RAP-PCR was performed essentially as described by Fleming et al. (18). Arbitrary 10-mer primer kits with G+C contents of 50% (GEN1-50) and 60% (GEN1-60) were obtained from Genosys Biotechnologies (The Woodlands, Tex.). First-strand cDNA synthesis was performed using 200 ng of heat-denatured (10 min, 65°C) RNA in 20-μl reaction mixtures containing the following: 200 μM concentrations of each deoxynucleoside triphosphate, 5 mM dithiothreitol, 50 U of Moloney murine leukemia virus-reverse transcriptase (RT) (Ambion), 1× RT reaction buffer, and 0.4 μM arbitrary primer. The first-strand reaction was performed in an MJ Research minicycler (PTC-150) as follows: touchdown from 50 to 30°C in 45-s increments followed by 1 h at 37°C. Second-strand synthesis was performed in 30-μl reactions containing the following; 3 μl of first-strand reaction, 0.3 U of Taq polymerase (Gibco BRL, Rockville, Md.), 20 μM concentrations of each deoxynucleoside triphosphate, 6% dimethyl sulfoxide, 2 μM concentrations of each primer (primer 1 is from first-strand synthesis; primer 2 is a different randomly chosen primer), 2.5 μCi of [α-32P]dCTP, 1× PCR buffer, and 1.5 mM MgCl2. Cycles for RAP-PCR were 94°C for 30 s, 40°C for 2 min, and 72°C for 1 min for 40 cycles, with a 10-min extension at 72°C on the final cycle. All products were stored at −20°C for up to 1 day prior to electrophoresis. RAP-PCR samples were heated at 92°C for 2 min after the addition of loading dye (95% formamide, 20 mM EDTA, 0.05% bromophenol blue, 0.05% xylene cyanol FF). Samples were then loaded onto a 5% denaturing acrylamide gel (20 by 42 cm) containing 7 M urea and were electrophoresed at 1,700 V for ∼2 h until the xylene cyanol band reached the bottom of the gel. The gels were subsequently dried, marked asymmetrically with a phosphorescent pen for orientation, and exposed to film (Eastman Kodak, Rochester, N.Y.) for 1 to 3 days at −80°C.

ompL RAP-PCR.

Primers ompLf (5′ CATCACTGAAGATTTCTAC) and ompLr (5′ CTACAGTGTTACGTGA) were synthesized (Integrated DNA Technologies, Coralville, Iowa) and were designed to amplify a 513-bp internal fragment of the ompL gene. ompLr was used in first-strand cDNA synthesis, and both primers were used in second-strand synthesis as described above.
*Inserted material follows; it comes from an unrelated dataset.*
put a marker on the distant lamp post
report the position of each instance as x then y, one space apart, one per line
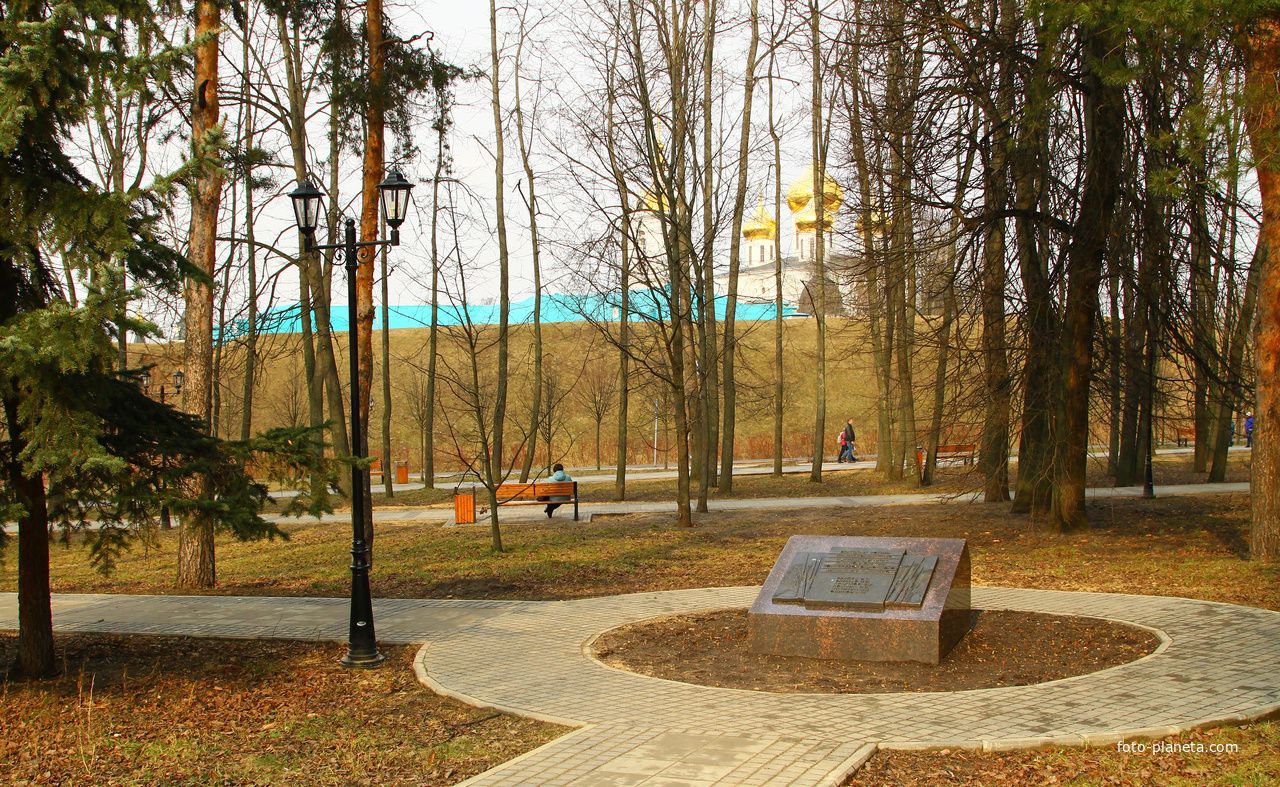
307 204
Isolation and cloning of RAP-PCR fragments.

Following identification of regulated fragments, bands of interest were isolated in the following manner. The developed film was placed on the dried gel, with phosphorescent marks used for alignment. Bands were excised from the dried gel using a scalpel and were placed into a microcentrifuge tube containing 50 μl of Tris-EDTA for overnight elution at room temperature. A portion of the eluted fragment was used in a subsequent PCR containing the original primers used in RAP-PCR amplification. Following secondary PCR, fragments were cloned using the TOPO-TA cloning kit (Invitrogen, Carlsbad, Calif.) according to the manufacturer's instructions. Clones verified for the correctly sized insert were then sequenced to determine identity.

DNA sequencing.

DNA sequences were determined by thermal cycle dideoxy sequencing with an ABI373A automated sequencer using fluorescently labeled terminators (Perkin-Elmer, Branchburg, N.J.) and T7 primers. Global similarity searches were performed with the BLAST network service (1).

Confirmation of regulation of RAP-PCR fragments by ToxR.

To verify differential expression of the fragments identified in RAP-PCR, the approach described by Benson et al. was used (7). This is a quantitative RAP-PCR method that relies first on the creation of random cDNA molecules from an RNA population, followed by gene-specific PCR. Briefly, first-strand cDNA was created using RNA from SS9 strains following the same RT conditions stated above, with the exception that 2 μM concentrations of random hexamers were used in place of a single arbitrary primer. RAP-PCR was then performed, under the same conditions as those already described, on the first-strand cDNA population by using custom-made 18-mer primer pairs specific for each sequence being tested. Synthesis of a PCR product of the correct size and expression pattern was considered verified for differential expression of the original RAP-PCR result. All quantitative RAP-PCR experiments were performed in duplicate to ensure reproducibility.

Nucleotide sequence accession numbers.

The sequences of the partial gene fragments identified in this work are deposited in GenBank under accession no. AF307974 to AF307981.

RESULTS AND DISCUSSION

RAP-PCR analysis of ToxRS regulated sequences.

Differential gene expression in ToxR+ and ToxR SS9 strains was examined in cells grown aerobically in a nutrient-rich medium at 15°C and atmospheric pressure. These conditions were employed because the previously identified ToxR-regulated ompH and ompL genes are well expressed in either ToxR+ (ompL) or ToxR (ompH) strains under these growth conditions (54, 55).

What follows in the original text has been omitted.